Oasis e Black Sabbath, à primeira vista, parecem separados por um oceano. A banda dos Gallagher fez uma mistura eficiente de épocas do rock, mas não parece ter entre suas referências o monolito sonoro da banda de Ozzy Osbourne, Tony Iommi, Geezer Butler e Bill Ward.
(e claro que você já sabe que eu só escrevi esse texto porque o Oasis voltou nesta sexta para um show em Cardiff, no País de Gales – enquanto o Black Sabbath despede-se de seus fãs em sua terra natal, Birmingham, hoje, sábado, com direito à transmissão pela internet)
Uma ouvida mais de perto, e uma atenção dedicada às letras, mostra que nao é bem assim.

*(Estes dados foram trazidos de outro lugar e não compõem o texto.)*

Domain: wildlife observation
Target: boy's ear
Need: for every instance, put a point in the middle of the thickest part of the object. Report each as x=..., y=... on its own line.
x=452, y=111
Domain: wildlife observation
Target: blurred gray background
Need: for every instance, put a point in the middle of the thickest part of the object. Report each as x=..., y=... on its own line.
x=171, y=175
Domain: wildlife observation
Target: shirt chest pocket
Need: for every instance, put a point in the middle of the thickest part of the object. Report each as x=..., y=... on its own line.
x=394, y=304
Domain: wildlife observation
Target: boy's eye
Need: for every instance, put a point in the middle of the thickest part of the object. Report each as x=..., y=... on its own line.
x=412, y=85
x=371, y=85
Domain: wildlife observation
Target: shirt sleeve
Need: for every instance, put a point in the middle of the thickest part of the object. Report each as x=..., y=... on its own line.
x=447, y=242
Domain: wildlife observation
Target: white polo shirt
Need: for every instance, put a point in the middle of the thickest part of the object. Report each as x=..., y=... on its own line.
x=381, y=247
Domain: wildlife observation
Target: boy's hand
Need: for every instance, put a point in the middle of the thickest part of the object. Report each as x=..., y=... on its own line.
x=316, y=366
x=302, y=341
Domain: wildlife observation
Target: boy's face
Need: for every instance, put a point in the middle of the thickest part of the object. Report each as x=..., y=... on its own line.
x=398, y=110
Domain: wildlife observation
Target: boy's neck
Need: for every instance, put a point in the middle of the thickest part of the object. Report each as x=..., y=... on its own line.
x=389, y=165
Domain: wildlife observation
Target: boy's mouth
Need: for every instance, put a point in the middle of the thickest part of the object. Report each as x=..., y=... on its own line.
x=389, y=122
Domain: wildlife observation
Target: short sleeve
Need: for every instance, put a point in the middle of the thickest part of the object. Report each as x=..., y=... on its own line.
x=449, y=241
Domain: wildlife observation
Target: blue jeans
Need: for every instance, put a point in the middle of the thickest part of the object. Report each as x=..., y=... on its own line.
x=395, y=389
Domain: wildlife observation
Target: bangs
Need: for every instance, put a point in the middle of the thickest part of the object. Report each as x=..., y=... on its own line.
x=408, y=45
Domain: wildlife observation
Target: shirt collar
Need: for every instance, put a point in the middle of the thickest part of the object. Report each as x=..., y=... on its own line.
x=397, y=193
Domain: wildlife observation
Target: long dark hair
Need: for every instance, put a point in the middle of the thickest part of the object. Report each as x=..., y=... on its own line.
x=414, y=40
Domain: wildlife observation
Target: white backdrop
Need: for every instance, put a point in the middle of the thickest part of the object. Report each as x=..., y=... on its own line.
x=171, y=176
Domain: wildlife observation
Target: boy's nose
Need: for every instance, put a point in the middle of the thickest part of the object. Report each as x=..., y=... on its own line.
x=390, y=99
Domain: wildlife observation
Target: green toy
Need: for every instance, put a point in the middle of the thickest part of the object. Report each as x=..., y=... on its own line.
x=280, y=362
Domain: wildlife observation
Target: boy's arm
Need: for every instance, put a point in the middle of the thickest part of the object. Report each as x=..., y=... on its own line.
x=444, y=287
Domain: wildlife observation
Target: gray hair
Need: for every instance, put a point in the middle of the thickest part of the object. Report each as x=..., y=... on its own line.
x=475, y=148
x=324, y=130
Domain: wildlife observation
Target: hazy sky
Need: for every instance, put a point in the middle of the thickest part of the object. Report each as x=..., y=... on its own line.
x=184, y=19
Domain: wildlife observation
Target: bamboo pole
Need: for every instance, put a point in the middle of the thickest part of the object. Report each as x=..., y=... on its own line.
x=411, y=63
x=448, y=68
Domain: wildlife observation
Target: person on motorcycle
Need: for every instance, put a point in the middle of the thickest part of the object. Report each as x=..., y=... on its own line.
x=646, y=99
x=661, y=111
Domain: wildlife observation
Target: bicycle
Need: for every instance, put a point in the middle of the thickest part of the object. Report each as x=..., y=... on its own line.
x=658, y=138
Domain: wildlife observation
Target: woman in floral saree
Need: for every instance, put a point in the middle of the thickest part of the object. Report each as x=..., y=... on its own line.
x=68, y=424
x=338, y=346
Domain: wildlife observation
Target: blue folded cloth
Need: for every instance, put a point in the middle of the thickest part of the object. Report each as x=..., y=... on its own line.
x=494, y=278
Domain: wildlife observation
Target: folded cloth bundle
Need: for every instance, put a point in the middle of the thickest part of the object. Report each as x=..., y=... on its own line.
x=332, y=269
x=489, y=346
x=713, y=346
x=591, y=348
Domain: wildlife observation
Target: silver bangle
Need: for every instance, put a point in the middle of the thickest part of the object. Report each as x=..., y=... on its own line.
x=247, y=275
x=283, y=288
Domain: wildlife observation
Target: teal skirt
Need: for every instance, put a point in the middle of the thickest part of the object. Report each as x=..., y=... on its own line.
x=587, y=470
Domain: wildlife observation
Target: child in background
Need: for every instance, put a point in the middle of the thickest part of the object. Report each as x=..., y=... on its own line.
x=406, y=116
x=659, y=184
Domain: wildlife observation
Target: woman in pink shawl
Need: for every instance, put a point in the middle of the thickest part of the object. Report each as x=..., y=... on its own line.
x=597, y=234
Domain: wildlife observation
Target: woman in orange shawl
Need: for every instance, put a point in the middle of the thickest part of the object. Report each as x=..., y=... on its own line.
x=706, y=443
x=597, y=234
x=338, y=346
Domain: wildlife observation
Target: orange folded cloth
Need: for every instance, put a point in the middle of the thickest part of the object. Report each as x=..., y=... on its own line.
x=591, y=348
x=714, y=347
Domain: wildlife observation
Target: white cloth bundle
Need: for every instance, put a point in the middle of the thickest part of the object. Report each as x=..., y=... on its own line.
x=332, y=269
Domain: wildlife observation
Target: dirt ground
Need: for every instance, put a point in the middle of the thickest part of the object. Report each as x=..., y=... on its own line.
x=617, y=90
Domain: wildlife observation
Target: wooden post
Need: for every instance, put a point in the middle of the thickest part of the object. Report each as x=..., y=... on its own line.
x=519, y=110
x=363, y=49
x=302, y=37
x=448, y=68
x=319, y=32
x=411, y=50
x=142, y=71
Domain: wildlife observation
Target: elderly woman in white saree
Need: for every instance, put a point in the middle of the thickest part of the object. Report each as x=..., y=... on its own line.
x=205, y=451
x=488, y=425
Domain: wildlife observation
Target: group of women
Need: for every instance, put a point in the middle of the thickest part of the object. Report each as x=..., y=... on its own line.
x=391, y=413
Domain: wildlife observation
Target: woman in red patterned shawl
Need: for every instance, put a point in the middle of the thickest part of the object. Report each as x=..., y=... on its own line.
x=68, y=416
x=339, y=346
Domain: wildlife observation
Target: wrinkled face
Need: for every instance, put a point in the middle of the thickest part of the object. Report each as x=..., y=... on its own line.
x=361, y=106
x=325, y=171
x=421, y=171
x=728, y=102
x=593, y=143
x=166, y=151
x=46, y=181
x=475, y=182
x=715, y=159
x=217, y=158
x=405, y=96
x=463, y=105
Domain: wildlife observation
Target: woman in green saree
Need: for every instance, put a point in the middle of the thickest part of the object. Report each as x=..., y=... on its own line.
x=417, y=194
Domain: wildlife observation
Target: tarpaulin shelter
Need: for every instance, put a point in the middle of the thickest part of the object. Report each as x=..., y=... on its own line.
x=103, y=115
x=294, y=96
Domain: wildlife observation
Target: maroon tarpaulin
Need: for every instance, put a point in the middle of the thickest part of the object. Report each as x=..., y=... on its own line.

O Oasis sempre foi, na verdade, o extremo oposto dos seus rivais do Blur – que são grandes contadores de histórias, têm referências do lado teatral de Who e Kinks, e têm um vocalista, Damon Albarn, que fez faculdade e precisou optar entre fazer música ou prosseguir na carreira teatral. Do Black Sabbath, o Oasis não tem o mesmo peso, nem a paixão por temas ocultistas. Mas as duas bandas partilham um compromisso assumido com a revolta.
- No nosso podcast, Oasis da pré-história ao começo da oasismania
- Ouvimos: Oasis – Definitely maybe – 30th anniversary
Pois é: se você achou que o principal do Black Sabbath era falar do coisa-ruim em suas músicas, se enganou. Quem fazia propaganda dos serviços do cramulhão era o Venom. Ozzy, Geezer, Tony e Bill são uns ingleses cascudos que mal tinham escolaridade, mal sabiam o que iam fazer da vida, e que perceberam que aquela história de “paz e amor” só tinha dado em bandas terminando, brigas de ego, gente importante morrendo, gente chamando Jesus de Genésio, e pior ainda, uma renca de paspalhos achando que Charles Manson era guru de alguma coisa.
Black Sabbath, a música, era um aviso de que as coisas estavam ficando bastante perigosas. N.I.B. era um conto de amor em que uma pessoa é cortejada por Lúcifer. Paranoid, a canção, só ganhou esse nome porque o autor da letra, Geezer Butler, não conhecia a palavra “depressivo”, que era o que ele realmente queria dizer. Músicas como Sabbath bloody sabbath e A national acrobat são pequenas crônicas sobre gente que tenta descobrir sentido na vida após conhecer os lados mais sombrios da existência. Por aí.
O Oasis, apesar de muitas vezes isso nem ficar tão claro nas letras deles, vem da mesma socialização, da mesma inadequação. Liam e Noel tiveram a estrutura familiar que lhes foi possível – a saber: um pai abusivo que espancava os filhos, uma mãe que não se separava do marido porque não teria como criar os rebentos sozinha, e uma vizinhança em Manchester cheia de botecos cospe-grosso e casas de aposta (lugares frequentados pelo pai). Liam começou a sonhar em estar num palco quando viu um show dos Stone Roses, a maior banda do fim dos anos 1980, vizinhos deles. Noel passou por uma fase rápida em que, inspirado pelo cenário da acid house, quis fazer música eletrônica.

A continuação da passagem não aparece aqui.